The invitation was gladly accepted. Their host came to fetch them himself with two elephants; Badshah, carrying a charjama, conveying them, while the other animal bore their luggage and servants. With jealous rage in his heart Chunerbutty watched them go.
Noreen enjoyed the journey through the forest and up the mountains, with Dermot sitting beside her to act as her guide, for on this occasion Ramnath drove Badshah. As they climbed the steep, winding road among the hills and rose out of the damp heat of the Plains, Fred declared that he felt better at once in the cool refreshing breezes that swept down from the lofty peaks above. The forest fell away behind them. The great teak and sal trees gave place to the lighter growths of bamboo, plantain, and sago-palm. A troop of small brown monkeys, feasting on ripe bananas, sprang away startled on all fours and vanished in all directions. A slim-bodied, long-tailed mongoose, stealing across the road, stopped in the middle of it to rise up on his hind legs and stare with tiny pink eyes at the approaching elephants. Then, dropping to the ground again with puffed-out, defiant tail, he trotted on into the undergrowth angry and unafraid.

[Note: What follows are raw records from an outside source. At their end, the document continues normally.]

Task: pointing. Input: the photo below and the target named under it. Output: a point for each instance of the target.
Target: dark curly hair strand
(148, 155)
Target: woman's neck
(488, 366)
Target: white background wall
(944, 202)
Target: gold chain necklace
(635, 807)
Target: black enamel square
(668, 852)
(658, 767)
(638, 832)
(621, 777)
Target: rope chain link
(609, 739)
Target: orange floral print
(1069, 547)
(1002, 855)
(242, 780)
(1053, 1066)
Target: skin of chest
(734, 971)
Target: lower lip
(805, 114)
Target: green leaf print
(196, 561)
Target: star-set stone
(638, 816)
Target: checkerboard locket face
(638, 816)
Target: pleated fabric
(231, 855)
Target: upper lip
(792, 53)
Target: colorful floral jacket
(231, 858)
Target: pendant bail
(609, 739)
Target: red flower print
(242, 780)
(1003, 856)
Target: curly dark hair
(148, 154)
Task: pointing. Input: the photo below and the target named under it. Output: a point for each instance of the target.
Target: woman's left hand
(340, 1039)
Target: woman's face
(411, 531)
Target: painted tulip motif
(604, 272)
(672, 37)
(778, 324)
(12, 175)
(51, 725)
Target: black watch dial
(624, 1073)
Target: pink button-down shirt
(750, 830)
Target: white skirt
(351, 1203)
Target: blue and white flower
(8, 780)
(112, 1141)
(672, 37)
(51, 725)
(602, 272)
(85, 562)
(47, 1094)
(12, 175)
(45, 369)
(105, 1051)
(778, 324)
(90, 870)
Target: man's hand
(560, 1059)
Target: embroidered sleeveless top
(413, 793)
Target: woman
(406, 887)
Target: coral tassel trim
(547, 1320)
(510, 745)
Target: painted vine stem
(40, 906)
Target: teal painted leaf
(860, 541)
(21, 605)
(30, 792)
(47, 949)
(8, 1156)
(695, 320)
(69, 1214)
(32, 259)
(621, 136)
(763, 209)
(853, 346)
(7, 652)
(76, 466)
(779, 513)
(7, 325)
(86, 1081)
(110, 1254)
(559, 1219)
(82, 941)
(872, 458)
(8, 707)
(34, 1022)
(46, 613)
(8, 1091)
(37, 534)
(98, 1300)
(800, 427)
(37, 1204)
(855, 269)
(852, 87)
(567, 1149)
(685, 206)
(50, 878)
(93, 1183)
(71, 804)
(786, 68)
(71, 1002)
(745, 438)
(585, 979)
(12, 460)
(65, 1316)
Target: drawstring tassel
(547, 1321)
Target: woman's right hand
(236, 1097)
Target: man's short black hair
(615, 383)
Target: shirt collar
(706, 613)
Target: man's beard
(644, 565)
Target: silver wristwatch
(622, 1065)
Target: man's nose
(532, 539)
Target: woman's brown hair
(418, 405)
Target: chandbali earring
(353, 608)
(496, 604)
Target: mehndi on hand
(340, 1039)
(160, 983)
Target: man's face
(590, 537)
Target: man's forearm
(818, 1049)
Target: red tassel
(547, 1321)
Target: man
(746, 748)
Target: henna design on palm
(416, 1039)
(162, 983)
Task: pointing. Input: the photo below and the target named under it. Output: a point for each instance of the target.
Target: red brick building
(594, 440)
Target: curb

Arrived at Ranga Duar the brother and sister exclaimed in admiration at the beauty of the lonely outpost nestling in the bosom of the hills. They gazed with interest at the stalwart sepoys of the detachment in khaki or white undress whom they passed and who drew themselves up and saluted their commanding sahib smartly.
Dermot had given up his small bungalow to his guests and gone to occupy the one vacant quarter in the Mess. Noreen was to sleep in his bedroom, and, as the girl looked round the scantily-furnished apartment with its small camp-bed, one canvas chair, a table, and a barrack chest of drawers, she tried to realise that she was actually to live for a while in the very room of the man who was fast becoming her hero. For indeed her feeling for Dermot so far savoured more of hero-worship than of love. She looked with interest at his scanty possessions, his sword, the line of riding-boots against the wall, the belts and spurs hung on nails, the brass- buttoned greatcoat hanging behind the door. In his sitting-room she read the names of the books on a roughly-made stand to try to judge of his taste in literature. And with feminine curiosity she studied the photographs on the walls and tables and wondered who were the originals of the portraits of some beautiful women among them and what was their relation to Dermot.
While her brother, who picked up strength at once in the pure air, delighted in the military sights and sounds around him, the girl revelled in the loveliness of their surroundings, the beauty of the scenery, the splendour of the hills, and the glorious panorama of forest and plains spread before her eyes. To Parker, who had awaited their arrival at Dermot’s gate and hurried forward to help down from Badshah’s back the first Englishwoman who had ever visited their solitary station, she took an instant liking, which increased when she found that he openly admired his commanding officer as much as she did secretly.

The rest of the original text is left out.